How Do We Know Prime Numbers are Infinite?

  • by Brett Berry - Sun, 02/12/2017 - 22:33


Euclid’s Theorem

There are infinitely many prime numbers.

Suppose I have a list of all the known prime numbers. Let’s show that this list, no matter how large, is incomplete. We’ll show that there always exists a prime number that is not listed.


Begin with the list of known prime numbers. To generalize, I’ll write the primes as the unknown variables: prime 1, prime 2, prime 3… up through some prime n.

Let P be the product of the prime number list.

Define the number q as one greater than P.

We can draw two possible conclusions about q:

1. If q is a prime number, it isn’t part of our list since it is one greater than the product. Therefore, our list is incomplete.

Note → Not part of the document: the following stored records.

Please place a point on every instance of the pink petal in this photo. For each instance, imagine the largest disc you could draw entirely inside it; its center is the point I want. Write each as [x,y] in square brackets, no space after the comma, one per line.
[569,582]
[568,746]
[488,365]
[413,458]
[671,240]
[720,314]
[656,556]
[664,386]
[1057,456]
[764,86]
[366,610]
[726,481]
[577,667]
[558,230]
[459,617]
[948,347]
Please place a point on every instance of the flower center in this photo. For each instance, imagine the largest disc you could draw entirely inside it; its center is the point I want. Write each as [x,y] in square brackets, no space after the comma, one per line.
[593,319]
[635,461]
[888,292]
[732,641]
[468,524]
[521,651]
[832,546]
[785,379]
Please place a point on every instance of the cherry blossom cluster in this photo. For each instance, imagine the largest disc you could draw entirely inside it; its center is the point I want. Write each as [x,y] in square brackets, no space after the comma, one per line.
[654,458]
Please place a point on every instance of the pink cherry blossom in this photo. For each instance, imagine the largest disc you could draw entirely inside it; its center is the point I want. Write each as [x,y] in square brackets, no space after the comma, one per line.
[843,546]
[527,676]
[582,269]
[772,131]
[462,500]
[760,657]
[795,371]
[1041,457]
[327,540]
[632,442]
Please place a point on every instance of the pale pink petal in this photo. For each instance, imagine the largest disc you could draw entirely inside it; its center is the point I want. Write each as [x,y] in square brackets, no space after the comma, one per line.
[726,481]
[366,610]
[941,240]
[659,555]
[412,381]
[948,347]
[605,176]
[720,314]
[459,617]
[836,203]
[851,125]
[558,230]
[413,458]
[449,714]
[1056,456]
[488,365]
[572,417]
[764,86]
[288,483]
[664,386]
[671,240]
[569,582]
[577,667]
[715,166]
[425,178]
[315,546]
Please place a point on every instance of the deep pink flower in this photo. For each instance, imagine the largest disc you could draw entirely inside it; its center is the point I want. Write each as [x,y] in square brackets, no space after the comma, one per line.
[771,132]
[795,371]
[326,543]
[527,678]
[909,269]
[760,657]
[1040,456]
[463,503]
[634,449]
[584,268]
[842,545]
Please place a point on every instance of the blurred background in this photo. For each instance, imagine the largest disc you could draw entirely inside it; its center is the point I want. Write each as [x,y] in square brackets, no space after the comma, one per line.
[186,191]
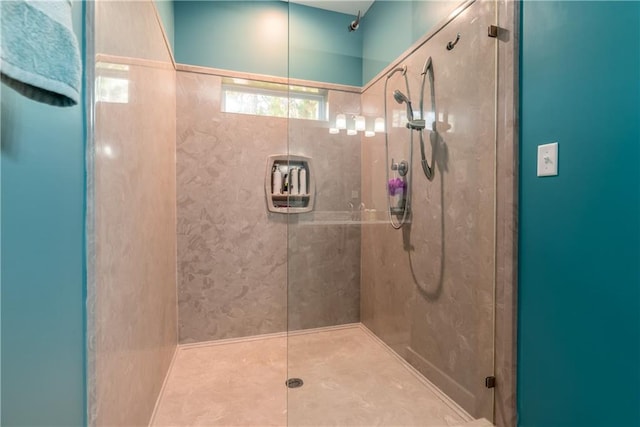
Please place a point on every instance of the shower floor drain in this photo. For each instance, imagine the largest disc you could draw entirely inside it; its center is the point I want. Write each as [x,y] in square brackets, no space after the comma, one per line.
[294,382]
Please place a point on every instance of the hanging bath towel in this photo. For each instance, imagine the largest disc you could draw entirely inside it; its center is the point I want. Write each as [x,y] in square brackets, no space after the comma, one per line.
[40,56]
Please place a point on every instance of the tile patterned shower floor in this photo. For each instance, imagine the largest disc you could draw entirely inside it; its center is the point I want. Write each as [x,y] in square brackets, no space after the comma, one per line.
[350,379]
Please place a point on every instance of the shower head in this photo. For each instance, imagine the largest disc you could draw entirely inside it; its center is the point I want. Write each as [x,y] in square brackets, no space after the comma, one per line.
[355,24]
[400,98]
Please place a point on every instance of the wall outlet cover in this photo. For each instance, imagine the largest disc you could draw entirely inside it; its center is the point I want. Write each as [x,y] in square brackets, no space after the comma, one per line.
[548,159]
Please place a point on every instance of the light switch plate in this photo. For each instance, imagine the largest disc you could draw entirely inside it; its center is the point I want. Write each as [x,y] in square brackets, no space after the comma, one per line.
[548,159]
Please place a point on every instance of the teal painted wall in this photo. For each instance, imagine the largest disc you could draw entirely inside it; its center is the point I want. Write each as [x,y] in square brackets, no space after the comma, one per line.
[254,36]
[321,48]
[391,27]
[579,248]
[246,36]
[165,9]
[42,247]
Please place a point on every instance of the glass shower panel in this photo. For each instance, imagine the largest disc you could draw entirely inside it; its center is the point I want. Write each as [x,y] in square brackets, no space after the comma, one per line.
[390,277]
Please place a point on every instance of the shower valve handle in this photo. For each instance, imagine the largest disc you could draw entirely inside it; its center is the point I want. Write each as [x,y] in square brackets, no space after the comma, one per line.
[401,167]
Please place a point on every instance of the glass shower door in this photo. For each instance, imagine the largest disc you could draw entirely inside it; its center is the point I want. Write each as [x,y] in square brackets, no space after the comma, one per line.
[393,325]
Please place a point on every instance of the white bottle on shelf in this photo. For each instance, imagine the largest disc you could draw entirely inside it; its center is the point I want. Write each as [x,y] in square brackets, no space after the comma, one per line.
[277,180]
[293,175]
[303,181]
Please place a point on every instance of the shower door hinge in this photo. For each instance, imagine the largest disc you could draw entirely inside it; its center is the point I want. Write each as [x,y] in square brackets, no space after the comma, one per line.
[490,382]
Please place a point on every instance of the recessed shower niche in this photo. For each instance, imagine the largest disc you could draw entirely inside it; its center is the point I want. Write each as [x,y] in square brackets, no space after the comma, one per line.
[289,184]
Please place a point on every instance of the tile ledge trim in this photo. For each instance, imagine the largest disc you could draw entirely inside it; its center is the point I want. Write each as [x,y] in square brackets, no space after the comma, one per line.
[265,336]
[266,78]
[126,60]
[164,385]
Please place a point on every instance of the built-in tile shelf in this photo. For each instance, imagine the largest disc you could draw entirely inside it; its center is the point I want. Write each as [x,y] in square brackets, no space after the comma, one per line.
[368,216]
[289,184]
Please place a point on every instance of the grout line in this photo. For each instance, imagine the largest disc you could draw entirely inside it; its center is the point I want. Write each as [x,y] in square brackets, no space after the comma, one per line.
[164,34]
[266,336]
[432,387]
[164,386]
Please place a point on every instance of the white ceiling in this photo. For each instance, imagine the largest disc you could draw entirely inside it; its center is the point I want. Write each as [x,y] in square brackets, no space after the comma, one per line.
[350,7]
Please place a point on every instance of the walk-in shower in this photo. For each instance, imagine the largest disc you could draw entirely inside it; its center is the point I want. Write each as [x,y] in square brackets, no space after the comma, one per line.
[312,261]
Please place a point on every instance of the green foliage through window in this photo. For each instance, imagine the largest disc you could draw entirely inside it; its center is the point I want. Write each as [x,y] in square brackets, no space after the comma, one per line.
[273,99]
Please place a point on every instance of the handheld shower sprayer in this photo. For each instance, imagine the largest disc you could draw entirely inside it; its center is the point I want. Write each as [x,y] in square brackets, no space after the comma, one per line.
[400,98]
[355,24]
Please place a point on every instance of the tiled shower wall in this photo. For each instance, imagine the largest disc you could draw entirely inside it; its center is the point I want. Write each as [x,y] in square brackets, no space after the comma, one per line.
[428,289]
[240,272]
[132,275]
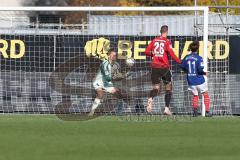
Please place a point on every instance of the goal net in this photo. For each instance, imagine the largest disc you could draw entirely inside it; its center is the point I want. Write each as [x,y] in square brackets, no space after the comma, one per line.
[48,65]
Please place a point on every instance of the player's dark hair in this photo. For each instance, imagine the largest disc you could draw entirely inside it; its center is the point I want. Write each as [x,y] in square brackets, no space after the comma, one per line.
[110,51]
[164,29]
[194,46]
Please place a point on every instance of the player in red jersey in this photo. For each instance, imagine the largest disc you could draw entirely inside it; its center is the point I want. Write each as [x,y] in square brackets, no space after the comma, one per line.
[158,49]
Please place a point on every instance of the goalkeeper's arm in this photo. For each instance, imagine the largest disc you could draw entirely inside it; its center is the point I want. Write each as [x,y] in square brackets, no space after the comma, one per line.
[118,75]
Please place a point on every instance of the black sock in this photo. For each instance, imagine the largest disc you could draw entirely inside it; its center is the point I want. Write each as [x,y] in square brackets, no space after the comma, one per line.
[153,93]
[168,96]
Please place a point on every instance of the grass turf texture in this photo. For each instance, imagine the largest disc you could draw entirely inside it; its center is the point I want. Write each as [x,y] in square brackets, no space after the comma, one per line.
[47,137]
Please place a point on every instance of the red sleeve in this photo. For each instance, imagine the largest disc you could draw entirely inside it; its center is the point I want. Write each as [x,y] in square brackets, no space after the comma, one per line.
[149,49]
[171,52]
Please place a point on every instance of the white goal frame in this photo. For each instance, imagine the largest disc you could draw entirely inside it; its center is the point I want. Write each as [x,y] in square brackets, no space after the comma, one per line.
[204,9]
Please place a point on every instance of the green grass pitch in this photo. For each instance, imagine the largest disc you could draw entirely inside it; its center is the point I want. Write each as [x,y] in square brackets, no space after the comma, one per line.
[48,138]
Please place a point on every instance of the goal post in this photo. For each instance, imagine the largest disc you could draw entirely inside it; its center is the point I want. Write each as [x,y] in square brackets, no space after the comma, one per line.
[203,9]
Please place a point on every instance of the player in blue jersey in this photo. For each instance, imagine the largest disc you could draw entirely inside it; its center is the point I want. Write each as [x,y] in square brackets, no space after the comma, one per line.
[192,64]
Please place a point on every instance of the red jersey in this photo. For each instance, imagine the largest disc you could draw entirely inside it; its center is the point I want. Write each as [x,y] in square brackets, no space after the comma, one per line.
[158,50]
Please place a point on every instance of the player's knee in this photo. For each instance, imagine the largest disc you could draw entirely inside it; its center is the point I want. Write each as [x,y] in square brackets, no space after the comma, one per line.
[157,87]
[98,101]
[168,87]
[154,93]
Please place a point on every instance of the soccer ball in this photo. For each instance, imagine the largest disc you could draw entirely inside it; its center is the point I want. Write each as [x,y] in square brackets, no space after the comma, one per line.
[130,62]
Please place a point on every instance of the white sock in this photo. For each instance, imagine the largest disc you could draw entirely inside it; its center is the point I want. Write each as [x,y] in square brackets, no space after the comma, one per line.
[96,103]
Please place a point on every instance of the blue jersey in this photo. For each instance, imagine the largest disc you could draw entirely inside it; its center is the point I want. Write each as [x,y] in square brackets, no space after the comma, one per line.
[193,65]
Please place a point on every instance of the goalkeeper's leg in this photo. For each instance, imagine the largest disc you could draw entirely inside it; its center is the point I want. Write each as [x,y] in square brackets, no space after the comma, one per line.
[97,102]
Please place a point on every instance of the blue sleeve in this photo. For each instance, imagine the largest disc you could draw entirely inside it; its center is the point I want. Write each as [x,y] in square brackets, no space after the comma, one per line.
[200,66]
[183,65]
[106,71]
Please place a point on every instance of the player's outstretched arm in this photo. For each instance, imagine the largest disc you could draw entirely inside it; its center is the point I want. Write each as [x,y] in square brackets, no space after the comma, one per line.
[149,48]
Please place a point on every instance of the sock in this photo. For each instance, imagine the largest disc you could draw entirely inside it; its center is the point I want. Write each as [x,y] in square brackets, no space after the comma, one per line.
[153,93]
[168,96]
[96,103]
[195,101]
[207,102]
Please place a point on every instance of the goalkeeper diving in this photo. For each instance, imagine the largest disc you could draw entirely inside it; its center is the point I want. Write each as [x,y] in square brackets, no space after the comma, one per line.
[108,72]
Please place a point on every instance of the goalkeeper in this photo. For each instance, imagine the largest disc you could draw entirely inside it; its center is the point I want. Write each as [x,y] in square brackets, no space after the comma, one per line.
[193,65]
[103,82]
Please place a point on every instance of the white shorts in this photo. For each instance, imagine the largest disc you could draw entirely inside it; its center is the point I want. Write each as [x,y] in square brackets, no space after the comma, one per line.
[100,85]
[202,88]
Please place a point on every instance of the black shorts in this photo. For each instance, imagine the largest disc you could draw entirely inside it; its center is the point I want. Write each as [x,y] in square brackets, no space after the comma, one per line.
[159,74]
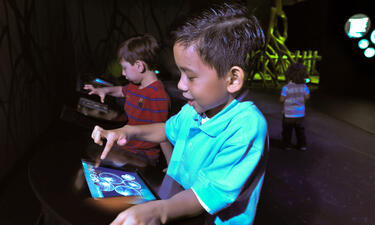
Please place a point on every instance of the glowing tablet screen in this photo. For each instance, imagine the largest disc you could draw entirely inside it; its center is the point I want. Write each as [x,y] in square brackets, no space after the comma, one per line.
[106,182]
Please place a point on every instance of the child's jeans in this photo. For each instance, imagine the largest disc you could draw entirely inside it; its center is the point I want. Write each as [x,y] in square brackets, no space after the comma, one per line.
[297,124]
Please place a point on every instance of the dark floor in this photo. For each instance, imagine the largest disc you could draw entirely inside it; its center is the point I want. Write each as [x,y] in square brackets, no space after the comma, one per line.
[330,184]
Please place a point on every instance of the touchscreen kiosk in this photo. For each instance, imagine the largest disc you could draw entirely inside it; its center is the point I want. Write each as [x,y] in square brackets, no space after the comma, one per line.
[106,182]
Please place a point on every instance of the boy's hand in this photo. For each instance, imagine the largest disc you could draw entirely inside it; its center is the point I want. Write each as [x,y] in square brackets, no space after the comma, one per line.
[148,213]
[98,91]
[112,136]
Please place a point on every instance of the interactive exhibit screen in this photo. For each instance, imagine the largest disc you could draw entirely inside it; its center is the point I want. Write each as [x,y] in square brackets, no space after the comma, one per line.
[106,182]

2. If q is not a prime number, then there exists some prime factor that divides into q (this comes from the fundamental theorem of arithmetic). Let’s call this prime factor d.

Suppose d is not a new prime. Suppose it’s on our list of prime numbers, then it would divide nicely into P.

This implies d divides into both P and q.

Since q = P + 1, d must divide into both P and P + 1. Therefore it divides into their difference: (P + 1) – P = 1, as well.

BUT NO PRIME NUMBER DIVIDES ONE — that goes against the definition of a prime number. This is a contradiction to our assumption.

Therefore, we can conclude that d cannot be on our list of primes, and therefore is a new prime number. Hence, our list is incomplete.

In conclusion, we can always find a new prime number not already listed. Therefore, the list of prime numbers is infinite.